Several examples presented demonstrate the impact on development projects. Material costs and E-factor process metrics are discussed for a Curtius rearrangement that was converted from a batch process to several types of flow processes.
Continuous Flow Process Development
- General Concepts of why change to flow technologies
- Work-flow for process evaluation – drivers, screening, intensification
- Instrumentation - data collection, process analytical technologies (PAT), kinetic modeling, reactor types, unit operations
Case Studies include:
- Catalyzed Reactions - Homogeneous and Heterogeneous
- Iron catalyzed Kumada coupling using a Grignard reagent
- Pd catalyzed nitro-reduction
- Curtius rearrangement via carbamate formation
- Intermediates and API development using "flow step"

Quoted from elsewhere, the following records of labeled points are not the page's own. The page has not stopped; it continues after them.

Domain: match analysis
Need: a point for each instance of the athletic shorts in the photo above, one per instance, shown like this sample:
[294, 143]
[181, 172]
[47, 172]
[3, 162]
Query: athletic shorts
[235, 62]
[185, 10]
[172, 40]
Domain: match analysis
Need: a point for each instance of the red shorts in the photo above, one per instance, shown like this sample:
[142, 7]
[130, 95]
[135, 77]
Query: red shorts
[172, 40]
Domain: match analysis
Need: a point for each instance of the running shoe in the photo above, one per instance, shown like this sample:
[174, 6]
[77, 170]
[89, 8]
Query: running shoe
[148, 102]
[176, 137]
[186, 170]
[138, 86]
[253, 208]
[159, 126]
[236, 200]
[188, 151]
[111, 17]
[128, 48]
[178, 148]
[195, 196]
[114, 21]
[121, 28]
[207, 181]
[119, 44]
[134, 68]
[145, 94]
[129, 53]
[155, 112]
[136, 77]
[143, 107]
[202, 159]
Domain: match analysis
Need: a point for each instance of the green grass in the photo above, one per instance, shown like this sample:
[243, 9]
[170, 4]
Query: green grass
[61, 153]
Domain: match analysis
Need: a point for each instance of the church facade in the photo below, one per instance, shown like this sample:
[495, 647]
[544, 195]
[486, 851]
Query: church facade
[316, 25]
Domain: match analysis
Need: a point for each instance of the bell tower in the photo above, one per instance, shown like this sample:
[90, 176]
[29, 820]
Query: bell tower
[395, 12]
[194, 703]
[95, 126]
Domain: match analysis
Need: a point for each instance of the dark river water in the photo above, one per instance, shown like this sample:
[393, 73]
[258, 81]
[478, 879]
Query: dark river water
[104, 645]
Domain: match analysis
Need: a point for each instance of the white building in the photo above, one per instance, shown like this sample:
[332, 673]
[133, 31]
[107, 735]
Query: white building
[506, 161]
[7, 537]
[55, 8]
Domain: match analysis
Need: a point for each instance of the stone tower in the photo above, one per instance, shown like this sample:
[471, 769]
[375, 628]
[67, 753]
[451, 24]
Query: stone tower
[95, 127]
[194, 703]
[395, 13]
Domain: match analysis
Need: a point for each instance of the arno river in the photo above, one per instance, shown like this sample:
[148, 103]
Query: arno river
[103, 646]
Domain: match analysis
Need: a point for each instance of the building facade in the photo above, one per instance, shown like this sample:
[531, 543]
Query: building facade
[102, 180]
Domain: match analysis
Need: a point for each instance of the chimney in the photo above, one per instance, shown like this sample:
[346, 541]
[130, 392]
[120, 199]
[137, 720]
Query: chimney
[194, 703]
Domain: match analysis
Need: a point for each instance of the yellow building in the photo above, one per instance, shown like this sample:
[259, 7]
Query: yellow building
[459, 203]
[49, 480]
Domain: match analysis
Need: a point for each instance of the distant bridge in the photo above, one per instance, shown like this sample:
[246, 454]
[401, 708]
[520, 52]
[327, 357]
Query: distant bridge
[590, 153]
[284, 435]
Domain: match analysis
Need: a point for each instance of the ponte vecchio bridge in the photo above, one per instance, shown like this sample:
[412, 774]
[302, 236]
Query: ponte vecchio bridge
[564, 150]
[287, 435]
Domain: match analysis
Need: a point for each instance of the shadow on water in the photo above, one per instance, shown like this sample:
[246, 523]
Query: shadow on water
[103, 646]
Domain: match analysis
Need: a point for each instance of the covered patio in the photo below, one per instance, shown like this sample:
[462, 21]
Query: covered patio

Who Should View This Presentation?
Process Chemists and Chemical Engineers working in the Pharmaceutical and Chemical Industries as well as in Academic Research.
Presenter: Dr. Frederic Buono - Boehringer Ingelheim
Frederic Buono has 13 years of experience in pharmaceutical industry. In his current role as a Senior Principal Scientist at Boehringer Ingelheim, he is leading, developing and implementing continuous flow technology for several projects from gram to multi-kilogram scale process, by using in situ monitoring techniques, kinetic studies and modeling for process optimization. Dr. Buono is originally from France, where he earned his PhD in organic chemistry and chemical engineering degree from “Ecole Centrale de Marseille”. He then moved to England to do his postdoctoral under supervision of Pr. D. Blackmond, where he works in the area of physical organic chemistry and where he developed several kinetic models of mechanism of organic reactions. Dr. Buono started his pharmaceutical career in the Process Group of Bristol-Myers Squibb.